If you have an old PowerPC-based machine using G3 processors, you can forget about running Leopard Server. And if you have a PowerPC G4 or G5 machine, you will need a box that has processors that run at least at 867 MHz to support the new server edition. Intel processors have run at speeds in excess of 1 GHz for a long time now, and Apple has never sold Core or Xeon machines that did not have enough oomph to run Leopard Server. Apple is taking orders for Leopard Server now. It costs $499 for a 10-user license and $999 for an unlimited user license; upgrading that 10-user license to an unlimited user license costs $499, so you can save yourself $1 by doing it in two steps. (A dollar will buy you an iPod song with a penny to spare, after all.) Shipping for the software is free if you preorder it. The desktop and laptop version of Leopard costs $129, by the way.

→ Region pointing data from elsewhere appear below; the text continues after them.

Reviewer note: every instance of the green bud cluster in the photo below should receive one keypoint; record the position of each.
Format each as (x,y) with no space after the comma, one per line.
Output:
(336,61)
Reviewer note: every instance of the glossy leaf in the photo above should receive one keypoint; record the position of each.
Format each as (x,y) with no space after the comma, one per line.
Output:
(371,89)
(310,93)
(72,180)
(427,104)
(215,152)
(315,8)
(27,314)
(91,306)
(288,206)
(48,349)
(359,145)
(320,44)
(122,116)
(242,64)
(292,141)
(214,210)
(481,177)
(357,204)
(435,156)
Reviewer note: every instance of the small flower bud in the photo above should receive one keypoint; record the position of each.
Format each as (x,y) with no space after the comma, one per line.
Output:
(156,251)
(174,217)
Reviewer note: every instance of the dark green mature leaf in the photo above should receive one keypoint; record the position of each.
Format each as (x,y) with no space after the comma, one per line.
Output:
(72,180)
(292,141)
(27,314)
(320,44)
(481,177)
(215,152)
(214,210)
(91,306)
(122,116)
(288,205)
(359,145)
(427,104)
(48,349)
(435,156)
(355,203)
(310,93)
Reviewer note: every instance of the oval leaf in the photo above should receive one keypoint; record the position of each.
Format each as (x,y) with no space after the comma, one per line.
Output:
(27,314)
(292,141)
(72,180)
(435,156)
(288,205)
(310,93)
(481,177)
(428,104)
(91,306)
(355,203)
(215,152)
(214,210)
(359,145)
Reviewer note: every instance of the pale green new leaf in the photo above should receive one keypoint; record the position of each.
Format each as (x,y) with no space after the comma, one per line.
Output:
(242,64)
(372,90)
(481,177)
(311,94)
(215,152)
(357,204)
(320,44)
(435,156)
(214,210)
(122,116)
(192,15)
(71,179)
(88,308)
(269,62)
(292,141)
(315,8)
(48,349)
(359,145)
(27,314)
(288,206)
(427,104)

The real question is not whether Leopard Server is going to be a good operating system. Of course it will be, and one that many commercial companies, tired of wrestling with Windows and not acquainted with the inner workings of Linux or Unix, would find an appropriate fit for computing environments. But the Mac OS platform has two major problems that Apple has never addressed and that limits its success in corporate computing. The first is that the Xserve server line is too limited and too expensive. A two-socket, rack-mounted server does not fit all needs, and with Mac OS X now running on Intel iron, there is simply no excuse for Apple to not offer a wider range of tower, rack, and blade servers for Mac OS X customers. Intel has been selling quad-core "Clovertown" Xeon processors for 11 months now--which is one of the main drivers of its resurgence in the chip market in the past year--but Apple is still peddling Xserve machines that use older "Woodcrest" dual-core Xeons. This is just plain stupid, and certainly too dumb for such a genius as Steve Jobs. Apple should have very skinny single-socket, quad-core servers in a 1U chassis with lots of SAS disk storage as well as a 2U server with four quad-core "Tigerton" Xeon 7300 processors for handling very large workloads. A 3U variant of this Xserve should have a built in storage area network. And yes, Apple should have two-socket and four-socket blade servers, and if it can't build them, then it should license blade chasses and blades from Intel.

The second problem, which is related to the first, is application certification. Enterprises like their middleware, database, development tool, and enterprise application choices. If Apple wants to be a serious player in the data center, then it should take some of those iPod profits and get the key middleware, database, and ERP software packages certified to run on an expanded line of Xserve products. Apple could, of course, take the easy way out and provide an upgrade to the Rosetta emulation environment that would allow Linux-X64 and Solaris-X64 applications to run in emulated mode atop Mac OS X Server on Intel iron. Transitive is surely in favor of such an idea, and end users may not care, so long as the code runs. It's something to think about.

There is a lot more margin in the server business than there is in laptops and desktops--even compared to Apple laptops and desktops, which is saying a lot considering the premium that Apple can and does charge to Apple zealots.